Even before her return she was attracting attention in Brazil. In May 1879, the periodical Echo das Damas, which was devoted to the critical, recreational, scientific and literary interests of women, and was published in Rio de Janeiro, began issuing, in serial format, a biography of Estrela, in six editions. This told of the first years of her life, her first studies, her trip to Europe and the period she spent in Funchal. She was also featured in other magazines and papers and in the window of Livraria Academia, an academic bookshop in Rio de Janeiro.

Her father died in June 1880, victim of a stroke. Several of his friends then donated funds for her to complete her studies in New York. While waiting for her degree in 1881, she joined a college friend, Josefa Agueda Felisbella Mercedes de Oliveira, to open an illustrated journal, A Mulher, which they said was "consecrated to the interests and rights of Brazilian women". Six issues were published and it attracted favourable attention both in the US and Brazil. When receiving her degree in 1881, becoming the first Brazilian woman with a medical degree, she was nominated as class valedictorian, and was awarded a gold medal for her performance during the course and for her thesis entitled "Skin Diseases". With the emperor's authorization, she then remained in New York for another year to practice medicine, mainly attending births and carrying out obstetric consultations.

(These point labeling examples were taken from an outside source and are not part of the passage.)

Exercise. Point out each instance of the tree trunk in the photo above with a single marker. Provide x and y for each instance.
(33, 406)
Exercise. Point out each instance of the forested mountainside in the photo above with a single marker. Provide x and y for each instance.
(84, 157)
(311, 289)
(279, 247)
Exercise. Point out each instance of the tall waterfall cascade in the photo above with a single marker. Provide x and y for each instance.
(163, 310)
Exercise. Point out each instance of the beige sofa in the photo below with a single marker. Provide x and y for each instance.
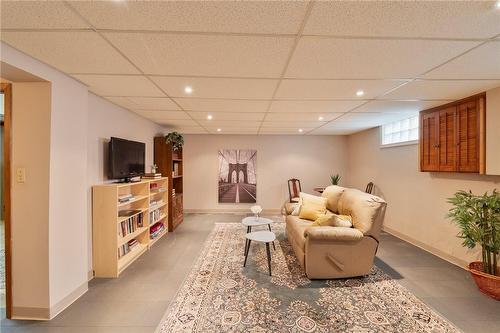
(338, 252)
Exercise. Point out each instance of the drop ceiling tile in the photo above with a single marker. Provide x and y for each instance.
(240, 116)
(292, 124)
(369, 119)
(70, 52)
(110, 85)
(335, 131)
(443, 19)
(178, 123)
(39, 15)
(355, 122)
(456, 89)
(314, 106)
(297, 116)
(317, 57)
(480, 63)
(283, 131)
(163, 115)
(145, 103)
(205, 55)
(234, 130)
(188, 129)
(399, 106)
(217, 87)
(222, 105)
(229, 123)
(333, 89)
(210, 16)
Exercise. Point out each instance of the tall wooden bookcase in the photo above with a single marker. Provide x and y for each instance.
(170, 163)
(149, 199)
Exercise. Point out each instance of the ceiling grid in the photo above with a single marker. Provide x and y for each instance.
(265, 67)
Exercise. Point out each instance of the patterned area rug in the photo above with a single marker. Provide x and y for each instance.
(220, 295)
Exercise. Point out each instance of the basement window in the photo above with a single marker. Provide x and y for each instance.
(401, 132)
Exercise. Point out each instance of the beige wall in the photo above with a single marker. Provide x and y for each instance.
(279, 157)
(31, 105)
(492, 132)
(416, 200)
(106, 120)
(67, 207)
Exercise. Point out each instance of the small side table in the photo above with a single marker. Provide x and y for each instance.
(254, 221)
(262, 237)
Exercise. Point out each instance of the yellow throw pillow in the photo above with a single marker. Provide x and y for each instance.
(313, 201)
(323, 220)
(311, 206)
(333, 220)
(308, 213)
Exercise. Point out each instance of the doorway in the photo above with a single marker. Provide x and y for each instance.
(5, 117)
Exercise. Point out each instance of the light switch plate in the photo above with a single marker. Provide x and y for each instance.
(21, 175)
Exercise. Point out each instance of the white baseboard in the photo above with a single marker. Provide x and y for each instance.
(27, 313)
(230, 211)
(451, 259)
(68, 300)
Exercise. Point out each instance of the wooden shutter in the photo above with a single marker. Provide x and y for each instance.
(428, 141)
(468, 136)
(447, 139)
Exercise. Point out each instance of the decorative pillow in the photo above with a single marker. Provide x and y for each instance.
(333, 220)
(309, 213)
(342, 221)
(323, 220)
(311, 206)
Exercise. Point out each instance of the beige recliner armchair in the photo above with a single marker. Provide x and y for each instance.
(338, 252)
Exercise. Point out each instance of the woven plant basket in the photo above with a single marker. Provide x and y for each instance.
(488, 284)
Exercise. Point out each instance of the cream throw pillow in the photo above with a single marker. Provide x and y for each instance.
(333, 220)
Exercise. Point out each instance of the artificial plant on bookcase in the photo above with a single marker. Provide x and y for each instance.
(168, 156)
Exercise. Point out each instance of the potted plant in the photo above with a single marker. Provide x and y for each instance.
(478, 217)
(175, 139)
(335, 179)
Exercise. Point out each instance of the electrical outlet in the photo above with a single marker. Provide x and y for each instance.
(21, 175)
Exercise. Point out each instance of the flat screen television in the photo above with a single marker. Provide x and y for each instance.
(126, 159)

==Return to Brazil and career==
Upon disembarking in Rio de Janeiro, she was received by the emperor, who advised her to dedicate her career to serving women. After her diploma was validated by the Faculty of Medicine of Rio de Janeiro (now the Federal University of Rio de Janeiro), which involved her taking further exams, she began to practice. In 1884, she met the pharmacist Antonio Costa Moraes, a graduate of the University of Leipzig, who had been a pharmacist in the Brazilian army. They married in 1886 and had five children. Estrela had initially worked in her own office but to overcome her husband's jealousy she moved to his pharmacy, where she set up a small receiving room, serving mainly women and children.

Estrela spoke out on several occasions against slavery, which continued to be practiced in Brazil, having joined the Clube do Cupim, an abolitionist Club based in Recife and addressed a meeting of that club at the Santa Isabel Theater in Recife. Her husband died in 1904 (1908?), which forced her to reduce her opening hours so she could dedicate herself to her children, but she kept the small room in the pharmacy open where she attended to more urgent cases and prescribed medicines. She was often called upon to discuss a difficult-to-diagnose case among colleagues.
==Death==
While talking to her family, Estrela died suddenly at her home in the city of Rio de Janeiro, at the age of 86, on 18 April 1946.
==Legacy==
Through the widespread media coverage she received, Estrela inspired young women with the dream of graduating in medicine. Today her name is honoured as the patron of Chair 64 at the São Paulo Academy of Medicine, and in Poços de Caldas in Minas Gerais state, Porto Alegre in Rio Grande do Sul and Bangu, Rio de Janeiro there are streets named after her. On 8 March 1999, the Board of Directors of the Rio de Janeiro City Council awarded her the Pedro Ernesto "Post Mortem" Medal of Merit. Based on a survey of doctors carried out in Brazil in 2020, together with a study of registrations of new doctors, women now account for almost 50% of all doctors in the country.